Reebok’s vice-president of global brand communications, Yan Martin, said: "There’s a new breed of athlete. These are everyday people, and these athletes should also be regarded as role models.
"For these individuals, the achievement comes from the realisation that they are transforming their lives through fitness, and in the process they are transforming the lives of their communities."
Alongside the film, Reebok is launching a microsite, the ‘Be more human experience’, offering extra content for fitness addicts. This includes ‘Human score’, a test that focuses on lifestyle choices; ‘Grey matters’, which explores the relationship between physical and mental health; and #breakyourselfie, encouraging everyday athletes to post pictures of themselves in a "broken, post-workout state".
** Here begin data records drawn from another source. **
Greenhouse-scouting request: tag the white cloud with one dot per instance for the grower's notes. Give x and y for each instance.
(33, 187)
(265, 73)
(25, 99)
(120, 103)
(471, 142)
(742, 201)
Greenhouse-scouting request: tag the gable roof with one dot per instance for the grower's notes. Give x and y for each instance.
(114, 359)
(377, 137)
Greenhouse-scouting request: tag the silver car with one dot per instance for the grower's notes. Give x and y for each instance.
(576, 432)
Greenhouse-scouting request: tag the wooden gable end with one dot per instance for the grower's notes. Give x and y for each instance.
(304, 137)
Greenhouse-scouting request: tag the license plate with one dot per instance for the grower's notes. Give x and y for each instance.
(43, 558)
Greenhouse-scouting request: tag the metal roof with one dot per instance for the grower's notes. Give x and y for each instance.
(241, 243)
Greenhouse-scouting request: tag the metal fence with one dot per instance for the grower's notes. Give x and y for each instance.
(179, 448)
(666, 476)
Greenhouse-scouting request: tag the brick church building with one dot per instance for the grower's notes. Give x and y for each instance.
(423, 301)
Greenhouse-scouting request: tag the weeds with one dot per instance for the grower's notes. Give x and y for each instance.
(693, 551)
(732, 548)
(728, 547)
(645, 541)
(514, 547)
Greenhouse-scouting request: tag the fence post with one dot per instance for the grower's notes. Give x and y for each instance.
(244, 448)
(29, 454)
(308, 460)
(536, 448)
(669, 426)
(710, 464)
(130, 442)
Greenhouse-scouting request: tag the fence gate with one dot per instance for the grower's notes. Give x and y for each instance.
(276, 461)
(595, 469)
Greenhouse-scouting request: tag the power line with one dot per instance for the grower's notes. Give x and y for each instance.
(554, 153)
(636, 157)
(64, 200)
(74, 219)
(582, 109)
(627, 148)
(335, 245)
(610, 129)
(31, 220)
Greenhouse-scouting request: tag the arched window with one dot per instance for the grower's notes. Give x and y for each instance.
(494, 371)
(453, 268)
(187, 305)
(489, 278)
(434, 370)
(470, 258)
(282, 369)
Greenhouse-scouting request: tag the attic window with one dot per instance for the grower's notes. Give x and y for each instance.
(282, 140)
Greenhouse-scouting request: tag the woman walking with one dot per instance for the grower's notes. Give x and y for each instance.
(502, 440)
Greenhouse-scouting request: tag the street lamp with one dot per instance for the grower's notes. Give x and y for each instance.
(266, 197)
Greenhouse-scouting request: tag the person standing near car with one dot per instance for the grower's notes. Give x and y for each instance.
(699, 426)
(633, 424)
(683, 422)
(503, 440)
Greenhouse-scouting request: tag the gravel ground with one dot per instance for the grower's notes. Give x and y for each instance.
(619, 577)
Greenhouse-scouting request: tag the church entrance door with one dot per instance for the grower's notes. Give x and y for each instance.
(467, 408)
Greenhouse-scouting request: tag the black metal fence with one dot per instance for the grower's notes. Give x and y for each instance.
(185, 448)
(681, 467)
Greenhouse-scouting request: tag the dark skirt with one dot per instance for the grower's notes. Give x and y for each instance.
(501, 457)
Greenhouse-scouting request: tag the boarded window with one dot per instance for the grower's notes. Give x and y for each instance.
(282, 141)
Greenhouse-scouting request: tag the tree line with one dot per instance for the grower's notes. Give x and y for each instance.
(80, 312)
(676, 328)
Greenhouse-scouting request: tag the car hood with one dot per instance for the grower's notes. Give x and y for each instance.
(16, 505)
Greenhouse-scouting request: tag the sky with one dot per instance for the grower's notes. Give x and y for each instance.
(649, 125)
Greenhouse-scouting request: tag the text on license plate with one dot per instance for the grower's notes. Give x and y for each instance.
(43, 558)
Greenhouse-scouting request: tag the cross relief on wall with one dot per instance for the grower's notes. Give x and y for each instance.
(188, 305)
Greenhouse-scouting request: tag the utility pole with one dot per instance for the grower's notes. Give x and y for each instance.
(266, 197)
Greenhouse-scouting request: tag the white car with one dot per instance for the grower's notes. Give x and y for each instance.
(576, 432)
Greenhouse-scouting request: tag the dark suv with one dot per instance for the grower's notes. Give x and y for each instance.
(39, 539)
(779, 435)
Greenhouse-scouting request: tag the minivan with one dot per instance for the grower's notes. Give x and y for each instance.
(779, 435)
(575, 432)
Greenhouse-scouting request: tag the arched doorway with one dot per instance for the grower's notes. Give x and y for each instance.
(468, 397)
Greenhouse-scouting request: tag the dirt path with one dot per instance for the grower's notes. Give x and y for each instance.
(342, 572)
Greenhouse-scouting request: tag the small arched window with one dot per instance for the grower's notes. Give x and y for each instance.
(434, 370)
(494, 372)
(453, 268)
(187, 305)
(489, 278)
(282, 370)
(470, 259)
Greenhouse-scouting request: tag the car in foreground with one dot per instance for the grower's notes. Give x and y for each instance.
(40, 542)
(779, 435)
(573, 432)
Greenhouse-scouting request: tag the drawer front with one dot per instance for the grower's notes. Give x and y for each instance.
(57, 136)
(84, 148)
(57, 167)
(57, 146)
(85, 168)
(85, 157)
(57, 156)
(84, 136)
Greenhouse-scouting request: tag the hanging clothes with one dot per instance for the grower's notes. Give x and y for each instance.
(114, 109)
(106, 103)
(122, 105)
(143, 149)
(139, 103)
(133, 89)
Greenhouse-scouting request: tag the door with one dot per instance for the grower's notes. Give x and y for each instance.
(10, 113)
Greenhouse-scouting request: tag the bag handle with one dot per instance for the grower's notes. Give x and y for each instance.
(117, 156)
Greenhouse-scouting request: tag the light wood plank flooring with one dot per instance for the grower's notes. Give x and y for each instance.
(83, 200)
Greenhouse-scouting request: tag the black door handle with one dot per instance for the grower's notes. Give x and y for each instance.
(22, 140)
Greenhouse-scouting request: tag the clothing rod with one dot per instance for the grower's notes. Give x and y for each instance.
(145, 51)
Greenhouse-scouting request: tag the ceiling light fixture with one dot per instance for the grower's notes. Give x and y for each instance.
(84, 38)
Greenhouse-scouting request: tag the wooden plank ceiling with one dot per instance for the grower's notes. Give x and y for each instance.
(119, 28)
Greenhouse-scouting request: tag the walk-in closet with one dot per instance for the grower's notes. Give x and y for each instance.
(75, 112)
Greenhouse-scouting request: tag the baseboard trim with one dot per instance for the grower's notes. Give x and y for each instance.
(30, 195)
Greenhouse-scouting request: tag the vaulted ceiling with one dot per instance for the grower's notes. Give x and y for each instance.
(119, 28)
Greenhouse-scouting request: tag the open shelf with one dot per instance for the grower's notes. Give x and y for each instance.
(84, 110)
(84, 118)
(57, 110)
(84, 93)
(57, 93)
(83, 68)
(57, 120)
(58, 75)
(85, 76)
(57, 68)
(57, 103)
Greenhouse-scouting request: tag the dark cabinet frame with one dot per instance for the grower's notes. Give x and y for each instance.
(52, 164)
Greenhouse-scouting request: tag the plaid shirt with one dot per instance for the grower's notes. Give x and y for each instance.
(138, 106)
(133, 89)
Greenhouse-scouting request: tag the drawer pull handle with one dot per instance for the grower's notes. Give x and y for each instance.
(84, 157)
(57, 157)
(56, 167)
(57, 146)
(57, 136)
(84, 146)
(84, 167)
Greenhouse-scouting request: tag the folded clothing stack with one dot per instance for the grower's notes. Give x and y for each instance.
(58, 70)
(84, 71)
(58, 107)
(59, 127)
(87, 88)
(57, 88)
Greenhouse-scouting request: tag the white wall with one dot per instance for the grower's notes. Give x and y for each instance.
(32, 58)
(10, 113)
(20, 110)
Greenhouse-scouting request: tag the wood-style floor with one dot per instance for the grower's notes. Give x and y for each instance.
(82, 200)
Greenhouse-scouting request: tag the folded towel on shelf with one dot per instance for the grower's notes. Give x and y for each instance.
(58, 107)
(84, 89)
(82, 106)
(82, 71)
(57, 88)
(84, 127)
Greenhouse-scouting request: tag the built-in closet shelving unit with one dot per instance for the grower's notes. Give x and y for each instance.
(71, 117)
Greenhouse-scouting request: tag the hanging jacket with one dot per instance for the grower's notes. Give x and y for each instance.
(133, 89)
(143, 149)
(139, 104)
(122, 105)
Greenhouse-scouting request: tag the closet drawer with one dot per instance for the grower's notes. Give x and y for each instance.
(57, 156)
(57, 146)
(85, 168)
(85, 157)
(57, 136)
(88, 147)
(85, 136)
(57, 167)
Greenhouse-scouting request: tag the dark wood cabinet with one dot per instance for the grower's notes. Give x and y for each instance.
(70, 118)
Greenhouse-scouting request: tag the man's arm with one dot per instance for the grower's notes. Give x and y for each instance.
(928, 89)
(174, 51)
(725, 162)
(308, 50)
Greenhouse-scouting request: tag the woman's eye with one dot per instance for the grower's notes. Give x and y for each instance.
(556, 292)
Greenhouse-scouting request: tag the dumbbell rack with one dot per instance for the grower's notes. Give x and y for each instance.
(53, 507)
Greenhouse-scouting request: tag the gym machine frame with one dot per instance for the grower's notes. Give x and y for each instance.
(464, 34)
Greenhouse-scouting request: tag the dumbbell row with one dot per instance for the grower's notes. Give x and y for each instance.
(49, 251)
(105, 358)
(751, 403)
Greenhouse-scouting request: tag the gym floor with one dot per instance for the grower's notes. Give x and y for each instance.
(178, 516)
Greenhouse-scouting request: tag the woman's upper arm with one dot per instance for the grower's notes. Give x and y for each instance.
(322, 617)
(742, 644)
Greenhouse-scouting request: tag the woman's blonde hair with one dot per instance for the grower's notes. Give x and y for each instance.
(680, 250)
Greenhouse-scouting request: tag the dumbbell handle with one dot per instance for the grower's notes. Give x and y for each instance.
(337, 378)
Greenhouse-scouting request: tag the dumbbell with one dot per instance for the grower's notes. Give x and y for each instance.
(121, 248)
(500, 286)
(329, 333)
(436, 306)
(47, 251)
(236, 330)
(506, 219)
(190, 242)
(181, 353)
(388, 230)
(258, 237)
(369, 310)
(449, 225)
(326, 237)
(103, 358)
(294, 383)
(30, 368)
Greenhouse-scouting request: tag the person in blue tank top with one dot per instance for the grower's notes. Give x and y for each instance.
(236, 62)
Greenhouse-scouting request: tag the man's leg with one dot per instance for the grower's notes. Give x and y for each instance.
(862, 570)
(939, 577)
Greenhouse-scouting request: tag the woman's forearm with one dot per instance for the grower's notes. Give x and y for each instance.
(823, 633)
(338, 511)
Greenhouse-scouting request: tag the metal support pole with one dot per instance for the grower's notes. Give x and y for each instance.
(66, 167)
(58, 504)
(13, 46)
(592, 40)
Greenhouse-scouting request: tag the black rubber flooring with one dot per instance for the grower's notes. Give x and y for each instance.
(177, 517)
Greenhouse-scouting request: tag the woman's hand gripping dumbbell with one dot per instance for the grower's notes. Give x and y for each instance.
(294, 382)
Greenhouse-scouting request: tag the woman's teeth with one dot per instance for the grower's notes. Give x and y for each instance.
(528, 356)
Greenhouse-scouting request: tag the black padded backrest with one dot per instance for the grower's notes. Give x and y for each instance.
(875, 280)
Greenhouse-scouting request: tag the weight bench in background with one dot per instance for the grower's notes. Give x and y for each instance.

These three elements refer back to the Reebok Delta, the tri-sided brand symbol it introduced last year. As per the campaign, the three sides represent the physical, mental and social changes brought about by getting fit.
The campaign seems likely to be intended to reposition Reebok in the US, where parent company Adidas has struggled over the past year. The group reported a 10% sales decline in North America in the nine months to November to 2.3bn euros, falling behind rivals Nike and Under Armour.